Observing her angry flush, Thomas understood that she was furious at the failure of her plan to make Sir Richard forget Joanna's daughter. In fact it had served precisely to impress her existence on his mind. “Half a mournival of Isabellas,“ thought Thomas with a rueful smile.

“This young lady,” he replied with a courteous inclination towards the pale child, “and—” he hesitated, because he hated to mention his Isabella in the same breath as her horrid namesake, but screwed himself to it: “my wife.”

“Your wife?” said Mistress Brownwood, pretending ignorance, though it was clear to Thomas that both she and the child were perfectly aware of the circumstances of his marriage.

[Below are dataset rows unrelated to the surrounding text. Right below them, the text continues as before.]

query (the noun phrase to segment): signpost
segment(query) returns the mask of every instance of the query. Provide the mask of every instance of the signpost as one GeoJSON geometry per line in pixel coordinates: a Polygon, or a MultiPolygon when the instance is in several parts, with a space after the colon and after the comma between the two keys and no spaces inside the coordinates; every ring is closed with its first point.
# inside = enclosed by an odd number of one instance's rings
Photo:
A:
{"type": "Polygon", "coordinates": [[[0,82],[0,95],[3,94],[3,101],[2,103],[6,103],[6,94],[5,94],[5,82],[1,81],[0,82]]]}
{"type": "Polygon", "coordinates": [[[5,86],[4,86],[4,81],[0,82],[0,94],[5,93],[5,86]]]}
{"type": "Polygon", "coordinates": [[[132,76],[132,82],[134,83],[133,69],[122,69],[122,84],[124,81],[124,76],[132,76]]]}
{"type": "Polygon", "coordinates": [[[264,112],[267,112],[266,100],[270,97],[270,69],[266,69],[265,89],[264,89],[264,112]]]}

“Isabella Lees has become my wife.”

“Ah! You married Sir Richard's elder daughter,” sneered Mistress Brownwood. “So you will take her portion. That was clever of you.”

“I shall not forgive you that speech,” thought Thomas, but aloud he said courteously: “I am indeed most fortunate and happy in my marriage.”

“Well! Let us come to the point,” said Mistress Brownwood with impatience. “Your uncle's will. You have the land and the house.”

“Yes. And I must request you, madam, to make your preparations for leaving Bellomont with all due speed,” said Thomas. “I do not wish to put you to inconvenience, but I must ask you to be gone by the end of this month. So that my wife and I may come here,” he concluded. He was thinking only of his longing to set to work on Bellomont, to have it cleaned and repaired and restored to its former beauty, but he saw that Mistress Brownwood took his remark
as a reflection on her virtue, for her pale eyes flickered angrily. Thomas considered this and found that he did not care, but he added in a tone he strove to make kind: “My steward will inform you of the moneys set apart for your daughter and the times for paying them, and will also supply your immediate necessities.”

“My daughter, my daughter!” cried Mistress Brownwood fretfully: “Always my daughter! Do not delay and draw out, Master Thomas, do not beat so about the bush! What hath Sir Richard left
to me?”

“Nothing, madam,” said Thomas.

Mistress Brownwood's jaw dropped and she gaped at him in horror. The cold laugh which tinkled through the room came from Isabella the second, who pinched her mother's arm and cried triumphantly:

“The money's mine!”

Thomas, bowing his way out, reflected that Mistress Brownwood, living on her daughter's provision, though it was ample would do ample penance for her sins.

Old Simon came doddering towards him to say that Sir John Resmond had called to offer his condolences. Thomas greeted the owner of Annotsfield coldly. After uttering a few conventional phrases about Sir Richard, Sir John offered his assistance to the new master of Bellomont, if Thomas should require any advice in the management of his estates—still large in spite of Sir Richard's depredations. Thomas bowed but made no answer.

“I fear you have unfriendly feelings towards me, cousin,” said Resmond.

“I may have feelings, but you have Annotsfield,” retorted Thomas.